Now, this parallel is in series with the resistor of 10 ohms. This set,
which results in a value of 130/9 ohms, appears in parallel with the
resistor of 20 ohms.
Figure 31-02.2
In the Figure 31-02.2, we opted for a value of I1 = 3.1 A
(only one value
convenient), in such a way that it result I2 = - 2.9 A.
Knowing the current flowing through the 20 ohms resistor
(using a current divider), which is equal to 1.3 A, we easily calculate
the value of V1 = 20 x 1.3 = 26 volts.
Therefore, we already have the necessary data to calculate the following parameters:
Y11 = I1 / V1 = 3.1 /26 = 0.119 siemens
Y21 = I2 / V1 = -2.9 /26 = - 0.112 siemens
In the same way, to calculate Y22 and Y12
we must have V1 = 0, that is, a short-circuit at the input (port 1).
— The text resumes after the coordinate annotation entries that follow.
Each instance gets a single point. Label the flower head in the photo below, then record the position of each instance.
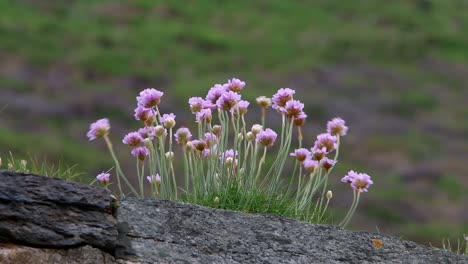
(214, 93)
(300, 154)
(204, 114)
(234, 85)
(327, 141)
(168, 120)
(228, 100)
(98, 129)
(281, 97)
(292, 108)
(337, 127)
(147, 132)
(154, 179)
(132, 139)
(358, 181)
(310, 165)
(149, 98)
(182, 135)
(327, 163)
(103, 178)
(241, 107)
(140, 153)
(263, 101)
(196, 104)
(266, 137)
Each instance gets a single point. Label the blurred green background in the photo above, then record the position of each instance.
(396, 71)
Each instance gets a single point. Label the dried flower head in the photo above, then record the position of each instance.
(149, 98)
(337, 127)
(98, 129)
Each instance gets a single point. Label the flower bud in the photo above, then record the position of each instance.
(256, 129)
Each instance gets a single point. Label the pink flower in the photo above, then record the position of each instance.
(266, 137)
(132, 139)
(103, 178)
(292, 108)
(140, 153)
(300, 119)
(214, 93)
(168, 120)
(144, 114)
(182, 135)
(327, 141)
(327, 163)
(234, 85)
(154, 179)
(204, 114)
(337, 127)
(98, 129)
(358, 181)
(300, 154)
(310, 165)
(147, 132)
(241, 107)
(149, 98)
(281, 97)
(196, 104)
(228, 100)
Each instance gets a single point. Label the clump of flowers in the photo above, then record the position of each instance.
(225, 162)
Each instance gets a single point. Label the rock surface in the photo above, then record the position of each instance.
(46, 220)
(158, 231)
(46, 212)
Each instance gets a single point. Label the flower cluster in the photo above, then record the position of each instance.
(222, 156)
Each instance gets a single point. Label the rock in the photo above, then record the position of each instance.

We put a current source at the output (port 2) with a convenient value, for example
3.3 A.
Note that with the short-circuit at the input, the resistor of 20 ohms
between the points
a - c will be in parallel with the current source. On the other hand, the
resistors of 10
and 40 ohms will also be parallel to each other, resulting in 8 ohms.
This parallel is in series with the resistor of 5 ohms. This set results
in a 13 ohms value and appears in parallel with the resistor of 20 ohms.
Figure 31-02.3
In the Figure 31-02.3, we opted for a value of I2 = 3.3 A (only one value
convenient), in such a way that it result I1 = - 2.9 A.
Knowing the current flowing through the resistor of 20 ohms
(using a current divider), which is equal to 1.3 A, we easily
calculate the value of V2 = 20 x 1.3 = 26 volts.
Therefore, we already have the necessary data to calculate the
following parameters:
Y22 = I2 / V2 = 3.3 /26 = 0.127 siemens
Y12 = I1 / V2 = - 2.9 /26 = - 0.112 siemens
As can be seen, Y12 = Y21 and with this it is concluded that the circuit is PASSIVE ou RECIPROCAL.